Italian National Institute of Health, Center of Epidemiology, Surveillance and Health Promotion, Mental Health Unit, Italy.
Psychiatry Res. 2012 Aug 15;198(3):386-94. doi: 10.1016/j.psychres.2011.12.051. Epub 2012 Mar 15.
Previous studies failed to identify a consistent factor structure of the BPRS-24 in schizophrenia. Our aims were to examine the fit of all previously published factor models and then to explore unobserved population heterogeneity and identify salient latent classes. Two hundred thirty-nine patients with ICD-10 schizophrenia admitted to a random sample of all Italian public and private acute inpatient units during an index period were administered the BPRS-24. Confirmatory factor analysis (CFA) was used to test all factor models derived in previous studies. Then, factor mixture analysis (FMA) with heteroscedastic components was carried out to explore unobserved population heterogeneity. No previously reported factor solution showed adequate fit in CFA. FMA indicated the presence of three heterogeneous groups and yielded a 5-factor solution (Depression, Positive Symptoms, Disorganization, Negative Symptoms, Activation). Group 1 was characterized by higher Disorganization, lower Activation, lower psychosocial functioning, greater lifetime number of admissions, more frequent history of compulsory admission. Group 2 displayed lower Disorganization. Group 3 showed higher Activation and more frequent history of recent self-harming behavior. Our finding that a reliable factor structure for the BPRS-24 could be obtained only after assuming population heterogeneity suggests that the difficulty in identifying a consistent factor structure may be ascribed to the clinical heterogeneity of schizophrenia. As compared with clinical subtypes, the psychopathological dimensions displayed much greater discriminatory power between groups identified by FMA. Though preliminary, our findings corroborate that a dimensional approach to psychopathology can facilitate the assessment of the clinical heterogeneity of schizophrenia.
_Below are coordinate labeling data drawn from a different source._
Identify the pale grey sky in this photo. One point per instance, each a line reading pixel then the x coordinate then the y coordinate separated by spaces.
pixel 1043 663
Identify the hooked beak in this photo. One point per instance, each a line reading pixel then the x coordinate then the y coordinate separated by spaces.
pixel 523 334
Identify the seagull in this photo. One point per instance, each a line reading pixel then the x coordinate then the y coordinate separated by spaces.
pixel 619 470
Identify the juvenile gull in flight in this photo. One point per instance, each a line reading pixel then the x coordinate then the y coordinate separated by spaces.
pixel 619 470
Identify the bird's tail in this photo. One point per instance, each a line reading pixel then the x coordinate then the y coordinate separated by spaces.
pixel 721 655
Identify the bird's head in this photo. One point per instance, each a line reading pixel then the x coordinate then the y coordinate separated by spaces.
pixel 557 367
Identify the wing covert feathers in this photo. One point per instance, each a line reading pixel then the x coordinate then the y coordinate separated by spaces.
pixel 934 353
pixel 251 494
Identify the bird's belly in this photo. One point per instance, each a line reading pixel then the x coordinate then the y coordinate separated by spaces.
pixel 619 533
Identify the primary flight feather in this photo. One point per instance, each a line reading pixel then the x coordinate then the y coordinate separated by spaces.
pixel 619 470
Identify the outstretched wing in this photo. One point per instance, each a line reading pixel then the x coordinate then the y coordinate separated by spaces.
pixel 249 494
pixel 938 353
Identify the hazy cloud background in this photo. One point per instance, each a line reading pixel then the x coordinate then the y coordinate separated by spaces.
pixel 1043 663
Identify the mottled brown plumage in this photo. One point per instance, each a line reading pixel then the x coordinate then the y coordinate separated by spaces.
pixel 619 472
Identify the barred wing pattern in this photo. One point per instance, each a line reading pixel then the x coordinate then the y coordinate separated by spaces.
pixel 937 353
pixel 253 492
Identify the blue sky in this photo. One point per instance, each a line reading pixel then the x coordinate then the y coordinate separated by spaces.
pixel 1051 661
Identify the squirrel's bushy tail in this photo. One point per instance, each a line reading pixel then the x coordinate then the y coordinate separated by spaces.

先前的研究未能确定 BPRS-24 在精神分裂症中的一致因素结构。我们的目的是检验所有先前发表的因素模型的拟合度,然后探索未观察到的人群异质性并确定显著的潜在类别。在一个索引期内,将 239 名符合 ICD-10 精神分裂症标准的患者随机分配到意大利所有公立和私立急性住院单位,对其进行 BPRS-24 评估。采用验证性因子分析(CFA)检验所有先前研究中得出的因素模型。然后,采用具有异方差分量的因子混合分析(FMA)来探索未观察到的人群异质性。没有先前报道的因素解决方案在 CFA 中表现出足够的拟合度。FMA 表明存在三个异质组,并产生了 5 因素解决方案(抑郁、阳性症状、混乱、阴性症状、激活)。第 1 组的混乱程度较高,激活程度较低,心理社会功能较低,一生中入院次数较多,强制入院次数较多。第 2 组的混乱程度较低。第 3 组的激活程度较高,近期自残行为的历史更频繁。我们发现,只有在假设人群异质性的情况下,才能获得 BPRS-24 的可靠因素结构,这表明难以确定一致的因素结构可能归因于精神分裂症的临床异质性。与临床亚型相比,FMA 确定的组之间的心理病理维度具有更大的区分能力。尽管初步的,我们的研究结果证实,一种对精神病理学的维度方法可以促进对精神分裂症临床异质性的评估。